薛寶釵帶著疑問踏入家門,管家將她引至前廳,看見了滿臉焦躁不安的薛明義。
薛明義等得嘴裡都要冒火,看見她來,幾步衝上前,將手握拳揮了揮,又頹然放下。
“你一個女兒家見天兒的朝外跑,像什麼話!你去了哪裡了?”薛明義強壓著火氣,高聲問道。
可是這世上,並不是誰高聲,誰就佔據了主動的位置。
寶釵微微一笑,款款行到上首主位坐下,又溫聲道:
“二叔何時來訪?竟也不曾使個人提前說一聲兒,好叫侄女守在家裡候著二叔。
那些勞什子尋合作,談生意的,到底沒有咱們家裡人重要。
叫二叔等得心急了,實是侄女的罪過,等會兒侄女定去祖宗牌位前頭跪著,好叫二叔消了火氣。”
她這話說得好聽,語氣卻極為輕佻,似乎並沒有將薛明義的怒氣放在心裡,隨口哄孩子罷了。
薛明義脹紅了臉,想要發火,卻猛然想起來自己的來意。
他可不是來跟薛寶釵吵架的!
他深深地吸了一口氣,往一旁椅子上重重坐了。
“好侄女,我這邊差點兒因為呂家進了地牢,你卻悠哉悠哉與呂家做起生意來了。
世人都道‘商人重利輕別離’,看來我這大侄女也深得其中精髓,要拿你的親二叔換個好前程了。”
他彆著頭,冷笑著說道。
雖呂家現在還不曾拿他怎麼樣,可他的心到底還是懸著,又苦等寶釵半日,心中早就憤懣難當。

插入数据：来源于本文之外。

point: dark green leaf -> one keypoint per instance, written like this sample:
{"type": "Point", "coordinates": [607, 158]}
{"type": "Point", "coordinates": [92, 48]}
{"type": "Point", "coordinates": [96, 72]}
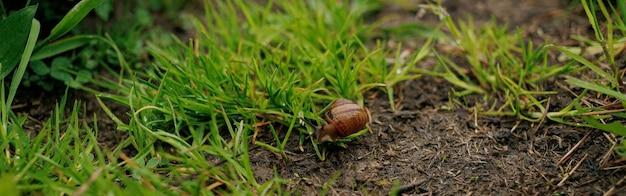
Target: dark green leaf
{"type": "Point", "coordinates": [613, 127]}
{"type": "Point", "coordinates": [14, 33]}
{"type": "Point", "coordinates": [59, 69]}
{"type": "Point", "coordinates": [61, 46]}
{"type": "Point", "coordinates": [8, 185]}
{"type": "Point", "coordinates": [83, 76]}
{"type": "Point", "coordinates": [104, 10]}
{"type": "Point", "coordinates": [21, 69]}
{"type": "Point", "coordinates": [73, 17]}
{"type": "Point", "coordinates": [40, 68]}
{"type": "Point", "coordinates": [61, 75]}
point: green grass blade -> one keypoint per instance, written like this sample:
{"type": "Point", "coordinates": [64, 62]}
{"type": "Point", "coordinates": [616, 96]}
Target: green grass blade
{"type": "Point", "coordinates": [613, 127]}
{"type": "Point", "coordinates": [586, 62]}
{"type": "Point", "coordinates": [19, 73]}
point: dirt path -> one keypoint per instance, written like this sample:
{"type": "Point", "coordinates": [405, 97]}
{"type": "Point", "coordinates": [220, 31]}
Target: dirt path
{"type": "Point", "coordinates": [428, 149]}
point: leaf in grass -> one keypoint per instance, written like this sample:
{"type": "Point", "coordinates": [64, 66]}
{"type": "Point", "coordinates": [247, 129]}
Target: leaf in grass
{"type": "Point", "coordinates": [61, 46]}
{"type": "Point", "coordinates": [613, 127]}
{"type": "Point", "coordinates": [83, 76]}
{"type": "Point", "coordinates": [586, 63]}
{"type": "Point", "coordinates": [40, 68]}
{"type": "Point", "coordinates": [28, 50]}
{"type": "Point", "coordinates": [59, 69]}
{"type": "Point", "coordinates": [596, 87]}
{"type": "Point", "coordinates": [104, 10]}
{"type": "Point", "coordinates": [14, 33]}
{"type": "Point", "coordinates": [8, 185]}
{"type": "Point", "coordinates": [73, 17]}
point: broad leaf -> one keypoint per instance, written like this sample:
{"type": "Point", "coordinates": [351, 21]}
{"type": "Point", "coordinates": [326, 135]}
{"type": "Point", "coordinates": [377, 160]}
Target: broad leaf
{"type": "Point", "coordinates": [61, 46]}
{"type": "Point", "coordinates": [28, 50]}
{"type": "Point", "coordinates": [73, 17]}
{"type": "Point", "coordinates": [14, 33]}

這會子就算一壓再壓,也是一股子邪火頂在喉間,說不出什麼好聽話來。
寶釵道:“二叔這話,可是怪我不該為了掙錢與呂家合作?”
薛明義冷哼一聲,不理會她的問話。
薛寶釵輕輕嘆了一口氣,說道:
“將才呂家少主還說,便是家裡有些不懂事的子弟做出了妨害呂家的事情,看在侄女的份兒上,也不過高高拿起,輕輕放下。
早知道二叔與呂家有這般深仇大恨,我自是不肯與他家合作的。”
她高聲喊著香菱,要她去與李升說,套了馬車立時迴轉將才吃飯的地方,或許呂家少主還未曾走了,趕緊要把談好的合作推掉。

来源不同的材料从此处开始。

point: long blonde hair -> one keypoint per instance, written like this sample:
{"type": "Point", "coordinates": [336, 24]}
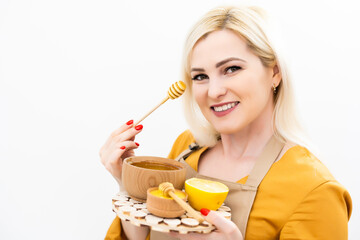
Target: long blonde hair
{"type": "Point", "coordinates": [251, 24]}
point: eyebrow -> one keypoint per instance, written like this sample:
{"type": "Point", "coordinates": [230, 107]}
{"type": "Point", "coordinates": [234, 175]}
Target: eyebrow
{"type": "Point", "coordinates": [219, 64]}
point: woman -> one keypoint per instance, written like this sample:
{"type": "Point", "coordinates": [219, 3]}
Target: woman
{"type": "Point", "coordinates": [240, 110]}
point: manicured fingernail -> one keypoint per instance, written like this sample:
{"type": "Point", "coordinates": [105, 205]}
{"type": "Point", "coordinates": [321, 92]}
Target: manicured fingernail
{"type": "Point", "coordinates": [138, 127]}
{"type": "Point", "coordinates": [204, 211]}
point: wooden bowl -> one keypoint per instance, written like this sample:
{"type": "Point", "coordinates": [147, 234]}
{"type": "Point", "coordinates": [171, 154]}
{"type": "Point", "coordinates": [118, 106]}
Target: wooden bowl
{"type": "Point", "coordinates": [138, 179]}
{"type": "Point", "coordinates": [164, 207]}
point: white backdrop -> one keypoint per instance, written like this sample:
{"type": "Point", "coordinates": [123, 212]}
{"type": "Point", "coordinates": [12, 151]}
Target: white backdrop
{"type": "Point", "coordinates": [72, 71]}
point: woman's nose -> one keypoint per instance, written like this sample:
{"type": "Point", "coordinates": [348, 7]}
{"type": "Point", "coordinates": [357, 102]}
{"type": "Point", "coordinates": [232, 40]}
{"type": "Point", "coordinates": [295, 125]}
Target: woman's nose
{"type": "Point", "coordinates": [216, 89]}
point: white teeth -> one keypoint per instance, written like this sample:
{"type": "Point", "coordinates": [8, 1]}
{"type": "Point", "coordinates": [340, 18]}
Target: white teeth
{"type": "Point", "coordinates": [224, 107]}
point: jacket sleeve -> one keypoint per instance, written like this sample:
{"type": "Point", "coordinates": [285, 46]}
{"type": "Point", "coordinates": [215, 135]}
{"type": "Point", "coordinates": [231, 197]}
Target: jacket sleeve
{"type": "Point", "coordinates": [323, 214]}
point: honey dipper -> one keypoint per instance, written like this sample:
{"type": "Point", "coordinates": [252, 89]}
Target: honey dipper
{"type": "Point", "coordinates": [168, 189]}
{"type": "Point", "coordinates": [175, 91]}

香菱應聲而去,寶釵看著薛明義,正色道:“二叔放心,咱們才是打斷骨頭連著筋的一家人,我哪裡能眼睜睜瞧著別人欺負你呢!”
薛明義忙上前攔著她,又叫人把香菱喚了回來,這才跟寶釵打聽,是與呂家達成了什麼合作。
寶釵悠悠道:“也不是什麼難得的大生意,只是他有批三稜布要賣到民間,借我的布莊一用而已。”
薛明義又細問究竟,卻見寶釵擺了擺手,嘆氣道:
“二叔也覺得這是樁好生意罷?只可惜,到底咱們兩家才是嫡親的骨肉,我斷不能為了眼前的利益傷害咱們的叔侄情誼。